Monday, March 17, 2008

Meditations for Holy Week & Easter based on John’s Gospel 4 For Wednesday, March 19, John 13:1-3, Introduction to the Passion

Before the feast of the Passover Jesus, knowing that his time had come to pass from this world to the Father, having loved his own while they were in the world, loved them to the end. And during supper, when the Devil had already put it into his heart that Judas Iscariot, the son of Simon, should betray him, Jesus, knowing that the Father had given all things into his hands, and that he came out from God and was going to God,….

On the one hand, Matthew, Mark and Luke, and on the other, John, agree that Jesus was crucified at the time of the Jewish Passover. However, they do not agree on the precise relation to the feast itself.

In Matthew, Mark and Luke, the twenty-four hour period (sunset on Thursday to sunset on Friday), in which the Last Supper was eaten and Jesus was arrested and then crucified, constituted the 15th of the month Nisan, which is the feast of the Passover.

In John the Last Supper is before Passover and the condemnation and crucifixion of Jesus are clearly dated to Passover Eve, the 14th of Nisan. Thus only after the body of Jesus was in the tomb did sunset mark the opening of the feast, when the Passover meal could be eaten, on the 15th of Nisan.

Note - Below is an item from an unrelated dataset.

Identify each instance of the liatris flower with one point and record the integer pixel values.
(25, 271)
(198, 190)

The Calendar of the Church follows the three synoptic Gospels rather than John. Usually, in preaching and teaching, the special material in John is then “slotted” into the time sequence of the synoptic Gospels. Here we shall simply seek to enter into the theology presented by John in verses 1-3.

What Jesus knew at the Last Supper

John introduces us, at the eve of the Crucifixion, to the self-consciousness and the inner knowledge of Jesus. The “hour” of his death as the necessary beginnings of his glorification had arrived; and Judas has accepted the diabolical suggestion that he should betray Jesus. In this context, Jesus knew not only that the Passover Festival would be inaugurated by his death and that one of his disciples would betray him, but also what the significance of his death must (by divine necessity) be.

John summarizes in four phrases the foreknowledge of Jesus concerning this “hour” (14th Nisan):

1. That he should pass from this world to the Father;
2. That the Father had given all things into his hands;
3. That he came out from God; and
4. That he was going to God.

Consequently, having loved his own which were in the world, he loved them to the end.

For us to enter into the depth of the meaning of these four phrases we need to read meditatively the rest of this Gospel. In brief, the death of Jesus is the appointed means of the return of the divine emissary, the Incarnate Son, to his Father in heaven, for by his death as the Lamb of God for the sin of the world, his mission is completed. At the same time, his death is also an end in itself, since it is the final and complete act of holy love of the Son of God for those whom he had gathered out of the world, that is his disciples. In his passion and death Jesus loved his disciples completely and finally, to the uttermost.

We are rightly amazed to read (verses 4-5) that Jesus, super-conscious at this hour” of his divine origin and destiny, undertakes the menial task of washing the feet of the disciples, and thus, by powerful, active symbolism, presents glory in humiliation, which also characterizes the whole Passion. (See Meditation 5, for the reflection upon The Washing of the Disciples’ Feet.)

Conclusion

The narrative of the events of Holy Week, from the Entry into Jerusalem to the burial in the tomb, can be told and understood as if it is the moving story of a holy martyr, laying down his life for a cause he passionately believed in. No doubt many have and continue to interpret it in this way. John’s Gospel protests against any such reading and interpretation, and calls upon us to see Jesus as the Logos made flesh, the Son of God made man, the emissary of the Father, sent from heaven to earth to bring God’s salvation and redemption for sinful man living in an evil world. At the very center of this bringing salvation is the sacrificial, atoning death of the Son of God made Man on the Cross of Calvary.